Britain gears up for immigration self-harm

Limiting the increase in the workforce reduces Britain’s potential growth

Britain gears up for immigration self-harm

By George Hay

LONDON (Reuters Breakingviews) - Theresa May is preparing to aim a loaded shotgun at her own foot. When the U.K. prime minister unveils the Conservative party election manifesto this week, she is likely to reiterate an objective dating back to 2010 to reduce annual net migration below 100,000. That means taking a needless risk with Britain’s economy.

The political appeal of sticking to her guns is clear. Immigration was one of the main factors behind Britons’ vote to leave the European Union last year. May also failed to reduce inflows in her previous role as the UK’s interior minister: net migration in the year to last September was a near-record 273,000, according to the Office for National Statistics.

Even so, viewed through a demographic lens, she is heading down the wrong path. As of 2015, 63 percent of the UK population was between 16 and 64 – the traditional definition of working age – the ONS said in March. As the population grows older this will shrink to less than 58 percent by 2045, it reckons. Importing working-age migrants helps slow the decline. Since UK annual net migration started consistently exceeding 200,000 in the middle of the last decade, the volume of 20 to 36-year-olds has picked up, the ONS says.

Limiting the increase in the workforce reduces Britain’s potential growth and could make it harder to meet a second objective supposedly dear to Conservative hearts – controlling the budget deficit and reducing public debt, which is due to approach 90 percent of GDP in the next year.

The Office for Budget Responsibility has had a stab at measuring the impact on Britain’s debt level over the next half-century, assuming the government does not cut spending or hike taxes.

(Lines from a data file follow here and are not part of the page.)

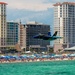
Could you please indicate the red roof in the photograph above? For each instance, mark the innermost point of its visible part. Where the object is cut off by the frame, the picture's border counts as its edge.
(3, 3)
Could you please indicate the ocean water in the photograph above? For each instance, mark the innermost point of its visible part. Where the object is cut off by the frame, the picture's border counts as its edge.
(38, 68)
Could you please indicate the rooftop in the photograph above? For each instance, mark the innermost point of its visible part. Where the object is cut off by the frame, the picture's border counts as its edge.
(58, 4)
(3, 3)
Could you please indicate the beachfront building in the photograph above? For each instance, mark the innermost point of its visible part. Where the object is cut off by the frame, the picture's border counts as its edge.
(12, 34)
(64, 23)
(31, 29)
(3, 26)
(22, 37)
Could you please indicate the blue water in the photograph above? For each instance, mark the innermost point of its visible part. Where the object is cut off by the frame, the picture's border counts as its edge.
(38, 68)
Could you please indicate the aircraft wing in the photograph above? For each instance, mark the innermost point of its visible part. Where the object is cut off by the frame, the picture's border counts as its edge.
(39, 36)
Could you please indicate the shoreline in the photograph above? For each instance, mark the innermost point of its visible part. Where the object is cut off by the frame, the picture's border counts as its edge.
(36, 60)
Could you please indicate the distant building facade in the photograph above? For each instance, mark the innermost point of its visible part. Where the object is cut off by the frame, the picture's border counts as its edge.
(3, 26)
(12, 34)
(64, 23)
(31, 29)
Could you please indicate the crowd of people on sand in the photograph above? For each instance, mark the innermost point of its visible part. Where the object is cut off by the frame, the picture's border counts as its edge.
(35, 57)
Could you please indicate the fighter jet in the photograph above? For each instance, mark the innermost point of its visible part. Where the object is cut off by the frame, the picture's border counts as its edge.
(47, 37)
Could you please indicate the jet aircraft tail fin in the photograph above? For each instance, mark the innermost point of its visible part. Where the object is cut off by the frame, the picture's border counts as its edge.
(55, 33)
(49, 33)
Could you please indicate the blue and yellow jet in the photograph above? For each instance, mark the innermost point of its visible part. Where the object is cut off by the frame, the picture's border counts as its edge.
(48, 37)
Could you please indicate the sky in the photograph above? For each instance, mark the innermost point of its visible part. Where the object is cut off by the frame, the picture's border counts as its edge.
(32, 10)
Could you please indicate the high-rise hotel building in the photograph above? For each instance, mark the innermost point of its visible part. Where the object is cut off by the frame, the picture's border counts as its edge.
(64, 23)
(28, 31)
(3, 31)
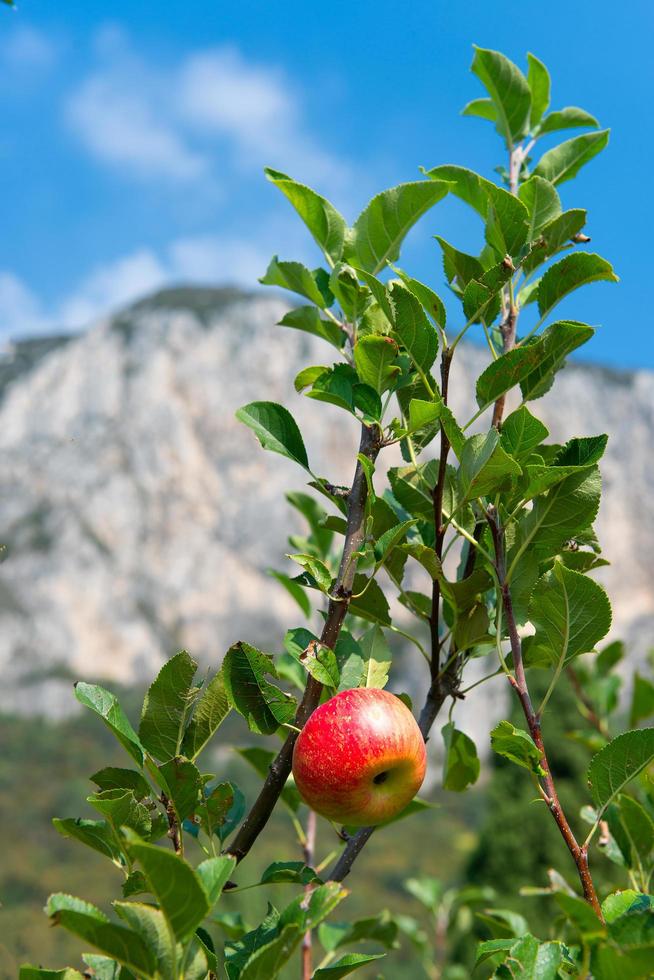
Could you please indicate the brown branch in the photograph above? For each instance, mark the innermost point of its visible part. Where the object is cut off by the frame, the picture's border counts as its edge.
(309, 850)
(508, 331)
(173, 823)
(443, 684)
(519, 683)
(280, 767)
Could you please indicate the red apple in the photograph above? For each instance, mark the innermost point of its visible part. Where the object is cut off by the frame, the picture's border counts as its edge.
(360, 758)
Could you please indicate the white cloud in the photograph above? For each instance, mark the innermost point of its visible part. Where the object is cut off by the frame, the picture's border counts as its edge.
(20, 310)
(201, 259)
(112, 285)
(120, 125)
(209, 258)
(203, 120)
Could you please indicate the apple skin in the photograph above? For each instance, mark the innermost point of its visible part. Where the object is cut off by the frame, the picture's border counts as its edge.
(349, 741)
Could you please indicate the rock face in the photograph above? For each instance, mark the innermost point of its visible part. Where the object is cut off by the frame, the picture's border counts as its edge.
(140, 516)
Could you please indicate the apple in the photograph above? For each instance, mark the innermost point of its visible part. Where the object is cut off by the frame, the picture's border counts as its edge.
(360, 758)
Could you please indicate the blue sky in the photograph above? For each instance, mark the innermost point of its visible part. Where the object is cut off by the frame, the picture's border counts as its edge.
(133, 138)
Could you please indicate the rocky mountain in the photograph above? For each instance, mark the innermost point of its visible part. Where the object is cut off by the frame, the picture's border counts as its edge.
(140, 517)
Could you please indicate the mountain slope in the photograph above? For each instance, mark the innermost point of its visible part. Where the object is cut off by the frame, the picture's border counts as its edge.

If net migration levels remained roughly the same, debt would be 208 percent of GDP in the fiscal year ending in April 2067. If net inflows fall to near May’s target, that figure jumps to 265 percent.

May will almost certainly secure a big majority on June 8. As such, she could have argued “taking back control” of borders means getting to choose who enters Britain, rather than imposing an arbitrary limit on the number. The risk is that she imposes an extra burden on the economy by striving for a target that has never been hit.

 

CONTEXT NEWS

- Prime Minister Theresa May said on May 8 her Conservative Party would keep its pledge to bring down net immigration in the U.K. to "tens of thousands" per year if it wins the election next month.

- "It is important that we continue, and we will continue, to say that we do want to bring net immigration down to sustainable levels. We believe that is the tens of thousands," May told supporters in London.